Montrer très tôt la diversité des corps
En étant confrontés très tôt aux diktats de la beauté, les complexes peuvent apparaître de façon précoce. «Ça infiltre notre discours. Les enfants entre eux se critiquent quand l’un ne donne pas aux autres une image conforme à quelque chose d’agréable et de valorisé, comme le fait d’être trop gros ou trop maigre, commente Bruno Falissard, pédopsychiatre et professeur de santé publique à l’Université Paris-Sud. En témoigne la «stigmatisation des enfants présentant des problèmes de poids, dès la maternelle, et l’emploi d’adjectifs négatifs comme « gros », « moche », rebondit Amélie Rousseau. On sait que les moqueries, les taquineries en lien avec le corps sont un facteur de risque de développement de troubles de l’image du corps et du comportement alimentaire plus tard.»
Pour accepter la différence et tenter de ne pas (trop) pâtir d’un standard unique, les parents peuvent montrer très tôt à l’enfant des ethnies et des corps divers. «Cela leur permet de voir qu’on est pas pareil, explique Bruno Falissard. Ils réalisent ce que les gens sont dans la vie et non dans l’imaginaire construit à partir d’un idéal du corps.» Dans le cas où un enfant souligne spontanément une différence, le parent peut l’interroger, le faire parler. «À un petit qui dirait « ah regarde une telle comme elle est ! », on peut lui répondre « oui, et alors ? ». Si l’enfant trouve le corps « moche », on peut lui demander « ah bon et pourquoi ? »», illustre le pédopsychiatre.

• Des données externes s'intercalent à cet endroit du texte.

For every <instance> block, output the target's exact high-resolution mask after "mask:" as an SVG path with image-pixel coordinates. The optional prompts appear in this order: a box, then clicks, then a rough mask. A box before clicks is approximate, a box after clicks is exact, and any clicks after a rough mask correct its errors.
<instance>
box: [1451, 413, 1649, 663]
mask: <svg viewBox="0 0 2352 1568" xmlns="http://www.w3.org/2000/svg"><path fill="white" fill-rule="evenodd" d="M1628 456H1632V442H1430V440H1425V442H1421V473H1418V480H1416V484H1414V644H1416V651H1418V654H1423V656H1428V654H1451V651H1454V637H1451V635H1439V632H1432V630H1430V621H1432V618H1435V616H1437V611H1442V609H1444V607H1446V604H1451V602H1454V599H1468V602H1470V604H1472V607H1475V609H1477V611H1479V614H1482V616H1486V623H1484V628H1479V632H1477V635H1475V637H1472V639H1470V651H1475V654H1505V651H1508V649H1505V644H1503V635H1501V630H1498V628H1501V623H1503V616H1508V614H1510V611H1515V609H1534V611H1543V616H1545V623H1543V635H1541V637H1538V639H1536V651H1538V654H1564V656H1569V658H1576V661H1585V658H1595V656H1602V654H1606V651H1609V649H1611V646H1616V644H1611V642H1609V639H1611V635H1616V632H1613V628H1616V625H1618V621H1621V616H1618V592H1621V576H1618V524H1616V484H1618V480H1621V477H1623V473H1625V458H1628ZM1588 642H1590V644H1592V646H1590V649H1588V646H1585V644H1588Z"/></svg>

Valoriser les pouvoirs du corps plutôt que le corps lui-même
L’idée n’est pas non plus d’arrêter de complimenter sa progéniture. Cependant, si «valoriser les attributs physiques part d’une bonne intention, cela revient à évaluer le corps de l’enfant», insiste la psychologue Amélie Rousseau. Pour éviter que le (la) petit(e) accorde une importance démesurée à son apparence, les parents peuvent l’habituer à prendre de la distance vis-à-vis d’elle. «Mieux vaut vanter les fonctionnalités du corps, « avec tes grandes jambes, tu peux courir très vite », et les qualités intrinsèques de l’enfant. Quand on décrit son ou sa meilleur ami(e), on ne le fait pas en parlant de ses attributs physiques. C’est dans ce sens que l’on peut travailler avec les petits, en leur apprenant à décrire l’autre en disant qu’il est drôle, vif, plein d’enthousiasme, etc.», précise Amélie Rousseau.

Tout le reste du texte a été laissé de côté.